I've always trained 2 recall commands. "come" which is the basic obediance command and "to me" which pretty much means head in my direction which could then be directed "away" , "swing wide", "left", "right", etc. Maybe you could do something similar.


----------



## bridget246 (Oct 26, 2011)

Celt said:


> I've always trained 2 recall commands. "come" which is the basic obediance command and "to me" which pretty much means head in my direction which could then be directed "away" , "swing wide", "left", "right", etc. Maybe you could do something similar.


Yep that is what I was asking about. That way she doesn't get the two confused.

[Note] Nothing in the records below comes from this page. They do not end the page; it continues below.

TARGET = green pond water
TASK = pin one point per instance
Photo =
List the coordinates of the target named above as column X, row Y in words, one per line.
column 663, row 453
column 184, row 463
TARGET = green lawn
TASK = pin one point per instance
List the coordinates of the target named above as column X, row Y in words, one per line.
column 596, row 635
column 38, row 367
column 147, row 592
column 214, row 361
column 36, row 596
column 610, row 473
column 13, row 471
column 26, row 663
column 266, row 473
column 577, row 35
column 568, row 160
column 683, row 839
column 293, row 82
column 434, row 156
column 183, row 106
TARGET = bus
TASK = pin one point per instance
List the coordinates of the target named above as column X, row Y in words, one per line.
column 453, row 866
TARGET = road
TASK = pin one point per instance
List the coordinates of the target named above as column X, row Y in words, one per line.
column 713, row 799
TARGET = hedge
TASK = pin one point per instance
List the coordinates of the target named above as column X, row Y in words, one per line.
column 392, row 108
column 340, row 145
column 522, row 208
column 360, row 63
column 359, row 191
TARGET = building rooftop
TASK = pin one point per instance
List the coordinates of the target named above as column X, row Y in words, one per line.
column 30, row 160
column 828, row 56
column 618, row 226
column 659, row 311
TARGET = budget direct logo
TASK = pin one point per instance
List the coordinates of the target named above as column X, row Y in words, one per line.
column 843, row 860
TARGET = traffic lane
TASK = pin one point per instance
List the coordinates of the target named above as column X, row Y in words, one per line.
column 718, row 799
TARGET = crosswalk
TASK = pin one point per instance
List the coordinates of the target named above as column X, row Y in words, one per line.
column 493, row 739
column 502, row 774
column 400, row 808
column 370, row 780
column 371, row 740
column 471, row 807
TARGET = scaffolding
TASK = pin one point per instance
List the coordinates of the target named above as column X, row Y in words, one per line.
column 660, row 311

I forgot to mention the down changes. Their down is a drop the ground. It is faster. Bridget sits and then lays down. It is the way I showed her how to do it so it is my fault. Now I will just have to retrain her to go straight down and I'll give it a new name.


----------



## IslandPaws4Raw (Sep 7, 2011)

bridget246 said:


> Yep that is what I was asking about. That way she doesn't get the two confused.
> 
> I forgot to mention the down changes. Their down is a drop the ground. It is faster. Bridget sits and then lays down. It is the way I showed her how to do it so it is my fault. Now I will just have to retrain her to go straight down and I'll give it a new name.

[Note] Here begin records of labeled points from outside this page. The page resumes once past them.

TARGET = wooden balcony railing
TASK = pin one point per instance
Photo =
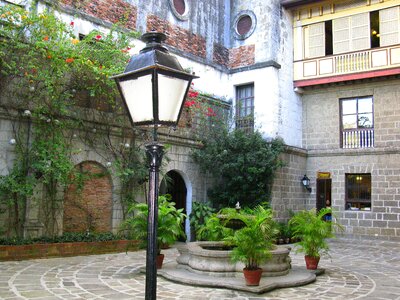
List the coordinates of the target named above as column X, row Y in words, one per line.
column 347, row 63
column 358, row 138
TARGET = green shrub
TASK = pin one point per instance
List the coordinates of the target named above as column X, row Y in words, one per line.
column 67, row 237
column 199, row 215
column 243, row 165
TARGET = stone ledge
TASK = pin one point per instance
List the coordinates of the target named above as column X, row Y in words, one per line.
column 297, row 277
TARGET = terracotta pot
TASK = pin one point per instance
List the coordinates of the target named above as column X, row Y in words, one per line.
column 252, row 277
column 311, row 262
column 159, row 261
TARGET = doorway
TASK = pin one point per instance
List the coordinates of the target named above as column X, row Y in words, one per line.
column 174, row 185
column 324, row 199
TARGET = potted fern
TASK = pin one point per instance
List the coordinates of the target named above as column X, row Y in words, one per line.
column 313, row 231
column 252, row 244
column 169, row 225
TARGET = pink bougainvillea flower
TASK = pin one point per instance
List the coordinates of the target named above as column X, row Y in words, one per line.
column 193, row 94
column 189, row 103
column 210, row 112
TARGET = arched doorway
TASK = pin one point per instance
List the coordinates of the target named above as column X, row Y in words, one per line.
column 174, row 185
column 88, row 204
column 178, row 185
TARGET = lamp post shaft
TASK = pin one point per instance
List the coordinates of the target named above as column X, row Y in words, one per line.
column 154, row 153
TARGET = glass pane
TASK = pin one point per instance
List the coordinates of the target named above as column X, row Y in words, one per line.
column 138, row 96
column 365, row 105
column 365, row 121
column 349, row 122
column 349, row 107
column 171, row 93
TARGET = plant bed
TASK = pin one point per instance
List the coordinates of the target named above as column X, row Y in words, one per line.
column 21, row 252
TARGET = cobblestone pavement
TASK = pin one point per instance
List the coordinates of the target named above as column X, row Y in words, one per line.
column 358, row 269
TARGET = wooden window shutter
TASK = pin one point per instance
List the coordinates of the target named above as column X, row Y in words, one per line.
column 341, row 35
column 360, row 32
column 389, row 26
column 316, row 40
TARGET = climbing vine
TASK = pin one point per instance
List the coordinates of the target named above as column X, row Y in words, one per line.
column 46, row 73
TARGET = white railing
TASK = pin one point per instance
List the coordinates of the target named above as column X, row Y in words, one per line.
column 352, row 62
column 361, row 138
column 348, row 63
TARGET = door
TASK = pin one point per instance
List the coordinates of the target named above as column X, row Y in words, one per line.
column 324, row 193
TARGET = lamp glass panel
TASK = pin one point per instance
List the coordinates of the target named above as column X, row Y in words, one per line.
column 139, row 99
column 171, row 92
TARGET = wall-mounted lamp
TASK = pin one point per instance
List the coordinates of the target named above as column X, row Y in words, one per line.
column 306, row 182
column 298, row 90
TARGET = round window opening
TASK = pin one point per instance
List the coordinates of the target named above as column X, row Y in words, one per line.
column 180, row 6
column 180, row 9
column 244, row 24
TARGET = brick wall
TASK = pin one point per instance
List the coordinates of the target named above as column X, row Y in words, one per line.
column 91, row 207
column 221, row 55
column 242, row 56
column 108, row 10
column 178, row 37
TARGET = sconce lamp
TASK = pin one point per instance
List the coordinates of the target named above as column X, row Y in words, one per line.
column 306, row 182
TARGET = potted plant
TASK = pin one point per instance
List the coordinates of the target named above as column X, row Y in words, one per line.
column 312, row 230
column 252, row 244
column 169, row 225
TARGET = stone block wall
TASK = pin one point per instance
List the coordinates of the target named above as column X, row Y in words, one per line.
column 321, row 136
column 288, row 194
column 384, row 218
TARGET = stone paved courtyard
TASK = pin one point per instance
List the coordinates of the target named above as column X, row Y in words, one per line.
column 358, row 269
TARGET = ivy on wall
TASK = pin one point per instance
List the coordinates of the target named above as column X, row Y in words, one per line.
column 46, row 73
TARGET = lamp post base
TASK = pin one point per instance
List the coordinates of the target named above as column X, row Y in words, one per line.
column 154, row 153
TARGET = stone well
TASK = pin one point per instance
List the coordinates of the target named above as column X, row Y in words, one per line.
column 213, row 258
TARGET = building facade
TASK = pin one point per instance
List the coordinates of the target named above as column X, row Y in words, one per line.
column 322, row 75
column 346, row 66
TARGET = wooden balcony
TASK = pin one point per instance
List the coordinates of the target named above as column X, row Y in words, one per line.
column 357, row 138
column 348, row 66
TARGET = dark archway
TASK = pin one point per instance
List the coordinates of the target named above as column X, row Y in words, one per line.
column 174, row 185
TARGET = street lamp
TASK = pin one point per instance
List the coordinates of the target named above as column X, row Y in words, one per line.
column 153, row 89
column 306, row 182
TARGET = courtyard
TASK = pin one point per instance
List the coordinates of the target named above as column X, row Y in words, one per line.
column 357, row 269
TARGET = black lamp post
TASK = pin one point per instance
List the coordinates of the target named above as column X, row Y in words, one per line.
column 153, row 89
column 306, row 182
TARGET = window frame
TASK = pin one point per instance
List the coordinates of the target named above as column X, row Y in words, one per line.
column 341, row 100
column 245, row 122
column 359, row 203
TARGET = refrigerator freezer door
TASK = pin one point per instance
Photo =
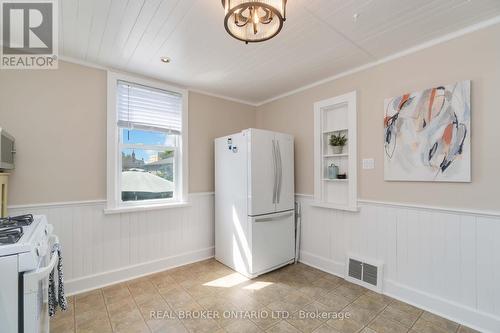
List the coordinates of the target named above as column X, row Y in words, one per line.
column 273, row 241
column 286, row 189
column 262, row 179
column 231, row 216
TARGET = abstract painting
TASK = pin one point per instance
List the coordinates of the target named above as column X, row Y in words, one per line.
column 427, row 135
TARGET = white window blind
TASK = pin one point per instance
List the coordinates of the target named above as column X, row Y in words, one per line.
column 148, row 108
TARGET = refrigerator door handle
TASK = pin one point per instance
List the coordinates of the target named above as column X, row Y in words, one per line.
column 280, row 172
column 275, row 217
column 275, row 172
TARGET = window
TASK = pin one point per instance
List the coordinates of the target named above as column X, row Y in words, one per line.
column 146, row 143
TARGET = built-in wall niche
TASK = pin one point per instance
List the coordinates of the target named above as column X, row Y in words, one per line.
column 335, row 174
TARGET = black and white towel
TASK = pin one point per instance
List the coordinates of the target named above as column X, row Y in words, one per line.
column 57, row 298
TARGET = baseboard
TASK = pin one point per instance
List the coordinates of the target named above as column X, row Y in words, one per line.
column 459, row 313
column 104, row 279
column 323, row 264
column 467, row 316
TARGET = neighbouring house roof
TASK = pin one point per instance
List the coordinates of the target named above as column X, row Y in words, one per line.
column 136, row 181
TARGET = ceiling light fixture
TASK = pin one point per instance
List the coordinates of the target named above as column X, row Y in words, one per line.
column 254, row 21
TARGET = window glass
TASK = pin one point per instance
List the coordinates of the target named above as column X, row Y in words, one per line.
column 147, row 174
column 134, row 136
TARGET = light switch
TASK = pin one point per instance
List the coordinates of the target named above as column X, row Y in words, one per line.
column 368, row 163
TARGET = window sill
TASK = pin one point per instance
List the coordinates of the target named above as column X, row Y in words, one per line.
column 142, row 208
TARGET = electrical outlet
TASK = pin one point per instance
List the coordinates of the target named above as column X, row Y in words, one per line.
column 368, row 163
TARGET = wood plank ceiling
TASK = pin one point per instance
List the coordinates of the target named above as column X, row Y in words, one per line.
column 320, row 39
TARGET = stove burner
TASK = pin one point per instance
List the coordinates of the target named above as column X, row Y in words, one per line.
column 10, row 235
column 16, row 221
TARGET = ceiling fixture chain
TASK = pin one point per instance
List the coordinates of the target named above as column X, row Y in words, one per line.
column 254, row 21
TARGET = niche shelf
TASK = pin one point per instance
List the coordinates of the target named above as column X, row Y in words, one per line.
column 335, row 116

You can use different commands for the different disciplines, "here" for agility for example. For me I would just mix them up all the time, so I just stick with "come". As you get into higher levels of agility though you'll find that the recall is used less and less, because you will be working at a distance from Bridget. She will be getting her cues more from your body language than anything else. So don't worry too much about her getting confused between the two. Maybe try giving her a verbal clue as to what she will be working on like "lets go play" for agility. Even the difference between which collar you put on will clue her into what's about to happen.

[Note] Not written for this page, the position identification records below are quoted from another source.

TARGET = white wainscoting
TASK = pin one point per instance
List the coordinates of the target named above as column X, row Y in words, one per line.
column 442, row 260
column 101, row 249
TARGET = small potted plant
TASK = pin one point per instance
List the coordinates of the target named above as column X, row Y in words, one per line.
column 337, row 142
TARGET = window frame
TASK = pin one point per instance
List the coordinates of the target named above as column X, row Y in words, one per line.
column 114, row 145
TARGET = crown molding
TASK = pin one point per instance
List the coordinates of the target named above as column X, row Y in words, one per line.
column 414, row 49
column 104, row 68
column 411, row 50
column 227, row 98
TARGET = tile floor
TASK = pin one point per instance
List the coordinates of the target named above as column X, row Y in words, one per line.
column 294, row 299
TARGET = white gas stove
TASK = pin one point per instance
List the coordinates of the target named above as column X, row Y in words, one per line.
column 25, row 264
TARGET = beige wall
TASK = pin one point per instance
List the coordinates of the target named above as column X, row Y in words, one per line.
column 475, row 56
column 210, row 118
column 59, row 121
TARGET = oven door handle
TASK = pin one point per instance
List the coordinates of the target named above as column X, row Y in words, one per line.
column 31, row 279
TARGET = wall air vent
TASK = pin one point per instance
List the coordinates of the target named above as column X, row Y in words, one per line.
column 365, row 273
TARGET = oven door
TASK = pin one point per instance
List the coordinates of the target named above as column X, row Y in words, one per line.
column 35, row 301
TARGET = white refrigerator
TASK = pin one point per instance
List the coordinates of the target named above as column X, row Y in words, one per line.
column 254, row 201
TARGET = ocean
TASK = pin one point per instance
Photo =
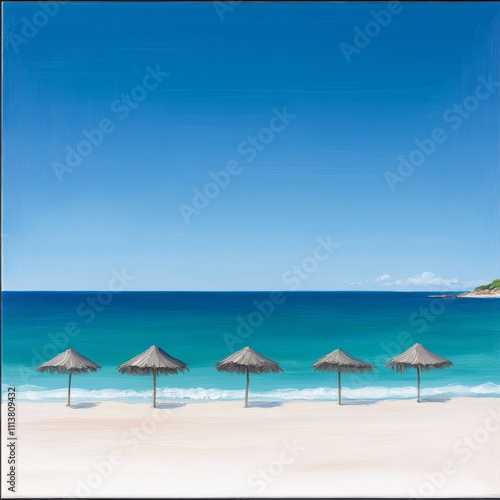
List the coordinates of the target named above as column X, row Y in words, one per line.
column 292, row 328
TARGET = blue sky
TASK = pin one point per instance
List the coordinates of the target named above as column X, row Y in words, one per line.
column 348, row 112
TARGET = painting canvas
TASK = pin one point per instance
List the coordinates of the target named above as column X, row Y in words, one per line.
column 250, row 249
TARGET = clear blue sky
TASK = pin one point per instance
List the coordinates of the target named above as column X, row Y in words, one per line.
column 323, row 174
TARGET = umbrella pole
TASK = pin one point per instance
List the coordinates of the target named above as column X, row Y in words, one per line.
column 69, row 387
column 418, row 384
column 154, row 388
column 246, row 391
column 340, row 390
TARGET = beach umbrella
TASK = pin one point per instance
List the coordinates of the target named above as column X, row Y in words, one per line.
column 70, row 362
column 153, row 361
column 247, row 361
column 417, row 356
column 341, row 362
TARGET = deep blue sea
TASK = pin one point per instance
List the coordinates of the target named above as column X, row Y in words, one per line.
column 201, row 328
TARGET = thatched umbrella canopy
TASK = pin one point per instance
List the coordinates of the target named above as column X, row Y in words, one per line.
column 247, row 361
column 341, row 362
column 153, row 361
column 417, row 356
column 70, row 362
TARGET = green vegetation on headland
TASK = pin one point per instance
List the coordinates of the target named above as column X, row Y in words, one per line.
column 490, row 286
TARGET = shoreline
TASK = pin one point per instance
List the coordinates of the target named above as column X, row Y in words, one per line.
column 390, row 448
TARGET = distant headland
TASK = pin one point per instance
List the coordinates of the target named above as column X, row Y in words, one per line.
column 489, row 291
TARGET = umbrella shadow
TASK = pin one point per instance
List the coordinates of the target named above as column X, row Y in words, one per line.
column 359, row 402
column 435, row 399
column 264, row 404
column 169, row 406
column 81, row 406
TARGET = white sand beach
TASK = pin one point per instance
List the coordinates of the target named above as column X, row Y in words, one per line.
column 397, row 448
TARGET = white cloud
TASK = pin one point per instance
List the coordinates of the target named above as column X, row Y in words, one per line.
column 384, row 277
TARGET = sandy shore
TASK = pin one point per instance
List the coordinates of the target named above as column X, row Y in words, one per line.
column 389, row 448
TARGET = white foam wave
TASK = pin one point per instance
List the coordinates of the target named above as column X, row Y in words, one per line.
column 30, row 393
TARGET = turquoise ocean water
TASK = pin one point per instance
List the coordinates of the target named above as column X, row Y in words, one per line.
column 202, row 328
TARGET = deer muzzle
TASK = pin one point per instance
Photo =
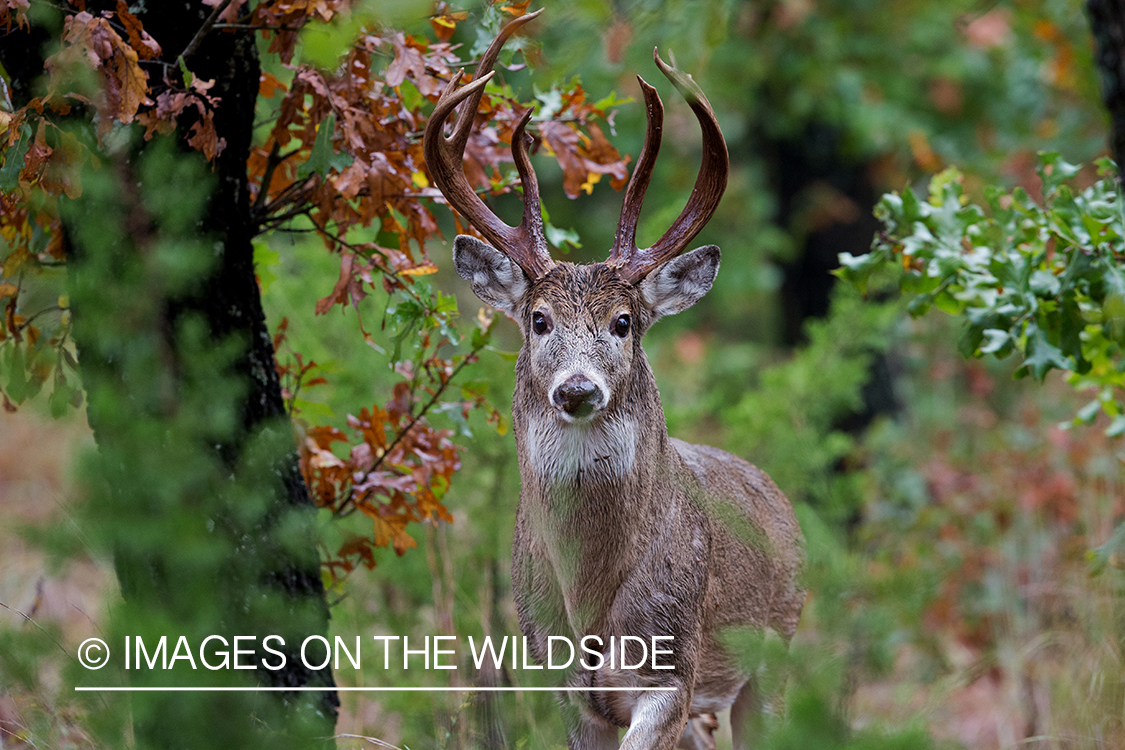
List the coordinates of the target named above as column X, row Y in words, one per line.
column 577, row 396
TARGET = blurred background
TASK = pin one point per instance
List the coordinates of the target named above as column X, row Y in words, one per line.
column 950, row 509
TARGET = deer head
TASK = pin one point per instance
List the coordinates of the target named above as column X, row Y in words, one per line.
column 581, row 325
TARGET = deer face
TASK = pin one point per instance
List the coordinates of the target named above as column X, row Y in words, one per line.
column 582, row 324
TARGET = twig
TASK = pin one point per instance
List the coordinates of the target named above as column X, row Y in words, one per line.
column 204, row 30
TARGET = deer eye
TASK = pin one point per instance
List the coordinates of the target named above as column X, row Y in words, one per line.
column 540, row 323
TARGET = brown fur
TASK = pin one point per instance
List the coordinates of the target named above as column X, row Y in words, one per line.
column 686, row 542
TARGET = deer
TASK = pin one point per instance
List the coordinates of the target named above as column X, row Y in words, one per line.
column 620, row 529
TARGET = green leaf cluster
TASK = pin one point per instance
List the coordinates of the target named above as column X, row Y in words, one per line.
column 1040, row 279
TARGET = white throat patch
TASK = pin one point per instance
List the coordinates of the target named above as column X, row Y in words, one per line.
column 601, row 449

There are different types of agility with different rules. Do you know which one your club is attached to? AKC, USDAA....etc I ask because our club pretty much follows AKC rules. With that said, don't stress too much about the drop command, she won't be a speed demon anyway because of her size. If it's AKC they don't require downs on the table anymore. As long as all four feet are on the table the count is going on, so they can even stand there. 

Agility is fun! And yeah it's more focused on positive training methods. 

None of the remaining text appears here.